ABS: Accumulation Bit-Width Scaling Method for Designing Low-Precision Tensor Core
Abstract
A big gap exists between deep neural network (DNN) applications’ computational demand and the computing power of DNN accelerators. Low-precision floating-point (LP-FP) computation is one of the important means to improve the performance of DNN training and inference. However, the high-precision accumulators are typically applied to summating the dot products during general matrix multiplication (GEMM) in tensor cores (TCs). As the precision of data decreases, the accumulator becomes the main consumer of multiply-accumulate’s (MAC’s) area and power. Reducing the accumulators’ bit-width is of significant importance for improving the area- and energy-efficiency of TCs. There are two main challenges: 1) theoretical support on the floating-point (FP) formats with the lowest bit-width of TC’s accumulators and 2) how to integrate the LP-FP TC in the framework of DNN training and inference to evaluate its benefits.
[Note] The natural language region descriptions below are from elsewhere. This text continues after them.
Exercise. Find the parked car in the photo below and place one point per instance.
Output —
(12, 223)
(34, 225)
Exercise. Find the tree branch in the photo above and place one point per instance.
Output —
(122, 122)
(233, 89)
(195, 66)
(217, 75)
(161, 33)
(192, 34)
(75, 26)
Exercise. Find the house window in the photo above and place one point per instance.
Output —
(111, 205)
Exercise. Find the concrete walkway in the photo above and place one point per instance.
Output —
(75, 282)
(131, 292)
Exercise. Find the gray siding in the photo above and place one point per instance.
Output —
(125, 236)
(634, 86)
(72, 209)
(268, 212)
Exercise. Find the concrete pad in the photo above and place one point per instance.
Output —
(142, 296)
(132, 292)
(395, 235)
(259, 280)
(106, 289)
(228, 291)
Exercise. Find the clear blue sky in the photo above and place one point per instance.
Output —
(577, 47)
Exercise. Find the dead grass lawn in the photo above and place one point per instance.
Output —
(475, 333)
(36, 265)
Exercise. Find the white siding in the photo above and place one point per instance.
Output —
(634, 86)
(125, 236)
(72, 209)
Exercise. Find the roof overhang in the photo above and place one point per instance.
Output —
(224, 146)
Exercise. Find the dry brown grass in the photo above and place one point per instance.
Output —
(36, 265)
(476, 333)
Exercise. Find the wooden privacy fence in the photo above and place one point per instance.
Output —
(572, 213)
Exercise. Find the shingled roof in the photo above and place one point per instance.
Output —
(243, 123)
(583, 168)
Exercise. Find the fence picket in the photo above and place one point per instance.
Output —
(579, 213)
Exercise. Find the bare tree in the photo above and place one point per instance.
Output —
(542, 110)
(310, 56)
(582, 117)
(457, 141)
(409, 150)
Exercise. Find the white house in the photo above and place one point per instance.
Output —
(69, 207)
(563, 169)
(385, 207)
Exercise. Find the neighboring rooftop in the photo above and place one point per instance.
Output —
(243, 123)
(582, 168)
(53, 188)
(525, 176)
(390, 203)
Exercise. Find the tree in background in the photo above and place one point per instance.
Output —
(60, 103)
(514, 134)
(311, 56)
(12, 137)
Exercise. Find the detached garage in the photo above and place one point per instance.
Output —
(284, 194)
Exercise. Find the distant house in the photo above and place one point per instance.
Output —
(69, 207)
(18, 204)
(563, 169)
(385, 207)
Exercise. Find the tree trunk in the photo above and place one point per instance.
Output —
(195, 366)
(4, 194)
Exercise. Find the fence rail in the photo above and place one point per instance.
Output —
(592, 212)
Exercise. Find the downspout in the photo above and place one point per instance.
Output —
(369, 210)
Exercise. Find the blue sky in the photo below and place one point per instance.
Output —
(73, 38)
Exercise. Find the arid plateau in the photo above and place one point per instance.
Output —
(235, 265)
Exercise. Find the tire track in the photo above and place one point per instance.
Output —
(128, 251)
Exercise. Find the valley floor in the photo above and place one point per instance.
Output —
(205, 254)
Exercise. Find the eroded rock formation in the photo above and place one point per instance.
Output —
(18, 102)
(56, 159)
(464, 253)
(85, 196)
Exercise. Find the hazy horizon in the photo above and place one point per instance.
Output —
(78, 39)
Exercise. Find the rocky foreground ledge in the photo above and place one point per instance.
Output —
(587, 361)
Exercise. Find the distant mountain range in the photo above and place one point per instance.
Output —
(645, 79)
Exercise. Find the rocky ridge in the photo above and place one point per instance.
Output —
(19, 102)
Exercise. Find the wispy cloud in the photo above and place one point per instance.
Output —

In this article, we propose accumulation bit-width scaling (ABS), a novel ABS method, to guide the design of LP-FP TCs. We 1) implement this method by constructing a novel variance retention ratio (VRR) model to predict the FP format with the minimum bit-width for TC’s accumulator; 2) provide a generator of DNN accelerator based on a systolic-array (SA) TC, supporting many low-precision configurations; and 3) design an LP-FP DNN executing framework that supports software-simulation mode and hardware-accelerator mode to run LP-FP DNN tasks. The experimental results show that the LP-FP TC guided by our ABS method has a maximum reduction of 76.47% and 75.60% in area and power consumption, respectively, compared with the advanced TCs.